Van der Woude: ‘Dat kan wel eens een verassende uitkomst hebben. In Libanon hebben we bijvoorbeeld een aantal tekeningen van oma’s getest. De ontwerper had allemaal zittende, gezellige, oude omaatjes getekend, zoals hoe wij ons in Nederland ook een oma voorstellen. Maar in de feedbacksessie kozen de kinderen allemaal voor een jongere, levenslustige oma. De kinderen zeiden dan ook dat oma nog van alles kan en nergens last van heeft. Zo breng je cultuurverschillen mooi in kaart.’
Lokale illustratoren interpreteren de bouwsels en tekeningen van de kinderen tijdens co-creatie in Tsjaad
Opschaalbaar door ijzersterke kern
Naast een uniek ontwerp is de opschaalbaarheid van het spel belangrijk voor het succes van het project. Volgens Michael Bas, mede-eigenaar van technisch partner en gamestudio &Ranj, is het belangrijk dat je een game ontwikkelt die in meerdere landen inzetbaar is. ‘Dit leerspel wordt voor meerdere landen geproduceerd, maar als je zo’n spel voor elk land opnieuw moet gaan bouwen kost dat veel geld, tijd en mankracht.
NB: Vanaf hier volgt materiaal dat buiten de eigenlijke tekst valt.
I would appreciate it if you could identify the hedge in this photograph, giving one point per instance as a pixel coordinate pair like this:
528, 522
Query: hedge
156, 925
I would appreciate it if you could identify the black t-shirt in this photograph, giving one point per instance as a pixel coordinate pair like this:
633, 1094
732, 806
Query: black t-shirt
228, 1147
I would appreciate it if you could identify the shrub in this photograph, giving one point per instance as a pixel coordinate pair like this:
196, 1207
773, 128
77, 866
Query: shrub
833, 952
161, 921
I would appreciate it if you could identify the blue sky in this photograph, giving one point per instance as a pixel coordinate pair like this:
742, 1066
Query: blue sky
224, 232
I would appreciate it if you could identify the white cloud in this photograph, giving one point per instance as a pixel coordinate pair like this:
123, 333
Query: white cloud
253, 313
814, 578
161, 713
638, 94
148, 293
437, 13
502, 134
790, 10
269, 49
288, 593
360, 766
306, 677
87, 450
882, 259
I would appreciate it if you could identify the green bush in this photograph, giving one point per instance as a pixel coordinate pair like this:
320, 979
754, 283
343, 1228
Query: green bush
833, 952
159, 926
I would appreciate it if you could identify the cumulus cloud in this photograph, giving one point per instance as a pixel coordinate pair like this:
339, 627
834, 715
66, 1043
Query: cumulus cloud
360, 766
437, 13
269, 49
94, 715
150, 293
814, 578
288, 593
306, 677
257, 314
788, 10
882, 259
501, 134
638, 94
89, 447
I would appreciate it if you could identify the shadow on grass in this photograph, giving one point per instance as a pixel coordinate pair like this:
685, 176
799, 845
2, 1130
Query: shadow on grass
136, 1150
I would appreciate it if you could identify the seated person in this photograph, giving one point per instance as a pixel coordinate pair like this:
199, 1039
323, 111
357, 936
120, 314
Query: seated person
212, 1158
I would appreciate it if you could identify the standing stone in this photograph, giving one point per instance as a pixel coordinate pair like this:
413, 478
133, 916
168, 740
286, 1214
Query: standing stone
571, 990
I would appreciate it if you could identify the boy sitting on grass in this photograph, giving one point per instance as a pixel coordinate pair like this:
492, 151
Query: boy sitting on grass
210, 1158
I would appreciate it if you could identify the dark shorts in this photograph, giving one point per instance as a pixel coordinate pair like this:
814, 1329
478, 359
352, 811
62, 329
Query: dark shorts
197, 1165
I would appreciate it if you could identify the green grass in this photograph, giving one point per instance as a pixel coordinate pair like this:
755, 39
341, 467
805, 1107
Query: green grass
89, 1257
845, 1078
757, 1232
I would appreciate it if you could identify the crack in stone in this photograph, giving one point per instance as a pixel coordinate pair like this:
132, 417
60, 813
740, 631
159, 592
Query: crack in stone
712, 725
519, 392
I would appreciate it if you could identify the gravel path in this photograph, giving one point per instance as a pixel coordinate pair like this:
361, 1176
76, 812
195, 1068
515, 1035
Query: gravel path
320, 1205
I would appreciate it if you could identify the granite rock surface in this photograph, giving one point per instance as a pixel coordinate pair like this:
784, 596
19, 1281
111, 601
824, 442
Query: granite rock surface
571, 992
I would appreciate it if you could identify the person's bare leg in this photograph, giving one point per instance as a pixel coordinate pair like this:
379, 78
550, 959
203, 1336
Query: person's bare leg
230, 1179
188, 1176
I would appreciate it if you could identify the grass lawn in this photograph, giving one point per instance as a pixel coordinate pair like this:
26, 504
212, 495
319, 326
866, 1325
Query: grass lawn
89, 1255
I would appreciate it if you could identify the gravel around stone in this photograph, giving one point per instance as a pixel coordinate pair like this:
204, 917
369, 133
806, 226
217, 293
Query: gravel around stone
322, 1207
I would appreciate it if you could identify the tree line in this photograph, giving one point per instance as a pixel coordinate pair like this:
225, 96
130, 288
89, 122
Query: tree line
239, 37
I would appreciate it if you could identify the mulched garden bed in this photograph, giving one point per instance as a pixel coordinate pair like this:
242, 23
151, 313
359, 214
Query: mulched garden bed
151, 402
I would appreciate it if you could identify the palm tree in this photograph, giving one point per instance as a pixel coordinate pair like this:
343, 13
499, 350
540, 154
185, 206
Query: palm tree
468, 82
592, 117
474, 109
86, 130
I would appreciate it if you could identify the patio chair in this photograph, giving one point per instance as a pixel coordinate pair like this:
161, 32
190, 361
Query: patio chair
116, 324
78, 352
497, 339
Het mechanisme achter een minigame waarin je eieren telt is bijvoorbeeld hetzelfde in zowel Soedan als in Jordanië. Als de technische kern ijzersterk is dan hoef je alleen nog maar een laagje eroverheen te zetten in de vorm van taal en ontwerp. Het grootste voordeel is dat je alle inzichten uit het ontwerpproces en de ervaringen met het eindproduct van elk ander land kan gebruiken om die kern steeds iets steviger te maken. Op termijn drukt dat de kosten en kun je gemakkelijker meer kinderen bereiken.’
Rolpatronen doorbreken
Naast de wens om zoveel mogelijk kinderen te bereiken hoopt het Can’t Wait to Learn-team op niet-expliciete wijze de rollenpatronen die in een land heersen te doorbreken. Van der Woude: ‘We hebben in Uganda gemerkt dat de kinderen zeggen dat er mensen zijn die timmeren en mensen zijn die koken, maar dat werd niet echt als een beroep gezien. We hebben heel bewust gekeken of we de kinderen wat kunnen meegeven, bijvoorbeeld dat als je elke dag kookt, je ook je eigen restaurantje kan openen. In één game werkt een meisje met albinisme en in een andere game een tante die in een rolstoel zit. Die tante heeft nog wel haar eigen winkel en wordt niet als slachtoffer neergezet. Ook hebben we de vrouwen in de game traditioneel mannelijke beroepen laten beoefenen zoals dat van politieagent of een vrouwelijke boda boda-bestuurder, een Oegandese brommertaxi.’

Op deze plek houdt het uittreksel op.